Creator Series introduces the individuals who are using their inspiration and talent to push football culture forward.
Kitty Burne plays for North London's Goal Diggers FC, a North London football club who are campaigning to correct perceptions of women and non-binary people in the game.
Favourite team and player?
I don’t follow league football too closely anymore because I’d rather spend my time playing. However, I love to go with my teammates to watch the Lionesses, especially during tournaments. Fran Kirby is probably my favourite player, she’s scored some very impressive goals and always brings a bit of sparkle to the match.
What was the response like to the Kickstarter campaign?
GDFC has had an incredible Kickstarter campaign. There is an astounding amount of work that goes on behind the scenes by very dedicated team mates. The club has grown at an astounding rate and it’s so refreshing to see up to 50 women and non-binary people from across London attend training.
How is the team doing?
GDFC are a mixed ability team and we compete in 5, 7, 9 and 11 a-side competitions. Last time I checked I think we were top or second of the 11-aside league and we have 3 teams competing in a weekly 5 a-side tournament too.
GDFC’s real success is in two ways: the first is how many women show up each week and continue to play with a smile on their face; the second is the rate of improvement especially among beginners. There are some girls who only started playing a year or so ago and are already key figures in our squad.
How important do you think it is that non-binary language is used in pro football?
I’m a big fan of non-binary language being used in everyday life anyway, but I know it’s tricky when sports are divided into ‘men’ and ‘women’ competitions.
When people ask if I play “women’s football”, I say “no, I play football, it’s the exact same sport”.
What more do you think clubs and brands should be doing?
There’s a lot that needs to be done, the vast majority of sport shown on TV is men’s sport, although women’s sport is becoming increasingly popular, it still is no where near equal.
There have also been some good campaigns by big clubs, for example QPR women and juniors to promote LGBT+, especially in grassroots football. These types of campaigns and awareness should also be involved in the Professional men’s leagues too.
The Euros drove a lot of interest in the women’s game. How would you describe the scene right now?
There is definitely a growing movement for women’s football and that’s fantastic.

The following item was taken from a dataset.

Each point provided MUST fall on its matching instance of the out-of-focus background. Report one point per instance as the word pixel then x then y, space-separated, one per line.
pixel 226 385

The great thing about GDFC is that it welcomes people of all abilities so a lot of adults are starting to learn how to play because it might have been less accessible or less common for them as a kid.
There is a big crossover between football culture and fashion, how important is that to you?
The football fashion crossover is a part of my identify, I’ve always dressed as a ‘tom boy’, probably because I wanted to wear the same thing that the boys I was playing with when I was 10 were wearing. I don’t feel as comfortable in particularly feminine clothes and some girls on my team dress in a similar way. Of course there are other girls who leave the football kit on the pitch and don’t portray it as part of their identity. Either way is great.
What are your passions outside of the game?
I’m currently studying for a law degree and hoping to go into immigration law. I also do lots of pilates and yoga (which I’ve found has helped to prevent injuries), and I’m teaching myself the piano too. I’ve got quite a few female friends who do stand up and I love going to watch that, I’ve sometimes thought I should give that a try at some point!